The purpose of my blog is to review any films I watch since I started this forum but it does seem a little odd to be reviewing an influential 1982 sci-fi classic. However...that's what I'm here for!

I dream about the lift in Sebastian's house quite a style recently has been based a lot on Sean Young's phenomenal Rachael...and I was six when this film was made and I remember seeing Daryl Hannah's Pris when I was in my early teens and thinking WOW...but I've never watched Blade Runner with a film critic's head on before. Until last night.

Blade Runner is absolutely mesmirising and the opening shot of a brutal Los Angeles skyline in 2019 is still amazing even in today's standards of Avatar. Better in fact. It's chilling and sends thrills up your spine of what is to come. The first 1/2 hr is quite slow paced but it hots up when Harrison Ford's Deckard, a 'blade runner' who hunts down replicants to 'retire them' from service, receives his task to retire four rogue replicants; Rutger Hauer's Batty, Joanna Cassidy's Zhora, Daryl Hannah's Pris and Brion James' Leon.
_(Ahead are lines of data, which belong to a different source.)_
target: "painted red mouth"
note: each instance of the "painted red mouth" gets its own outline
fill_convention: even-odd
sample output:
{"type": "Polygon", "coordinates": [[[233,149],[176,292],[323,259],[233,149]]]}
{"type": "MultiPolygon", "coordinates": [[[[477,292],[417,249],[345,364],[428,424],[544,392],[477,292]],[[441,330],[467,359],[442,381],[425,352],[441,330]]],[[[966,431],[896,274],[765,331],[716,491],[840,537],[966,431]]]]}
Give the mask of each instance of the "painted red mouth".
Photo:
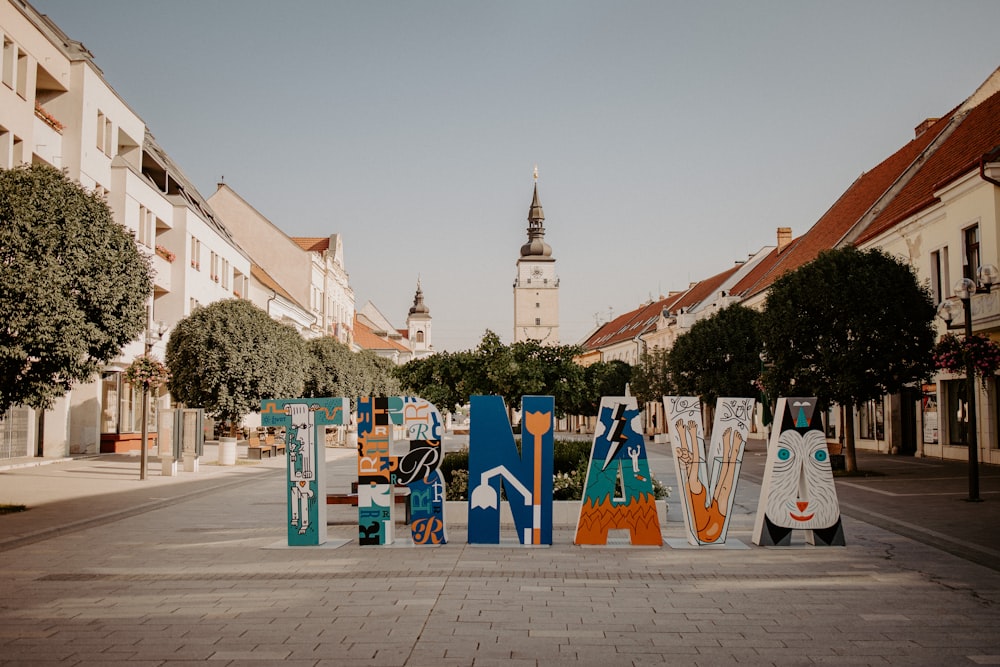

You feel sad for the replicants; their life span is only four years and Sean Young's character Rachael does not realise that she isn't human until Deckard explains that her memories have been implanted in her. Although the four rogue replicants are violent, they bleed like humans and fight to survive, with Pris and Zhora's exits especially upsetting.

It is then left for the final battle between Deckard and Batty. It features a great act of, well, humanity by Batty and a soliloquy which ends with the words 'Time to die'. Batty here shows that he may perhaps even be more 'human' than Deckard.

It's a great piece of work and has/will stand the test of time. It still looks original, innovative and epic...let's see how Avatar is remembered in 27 years time.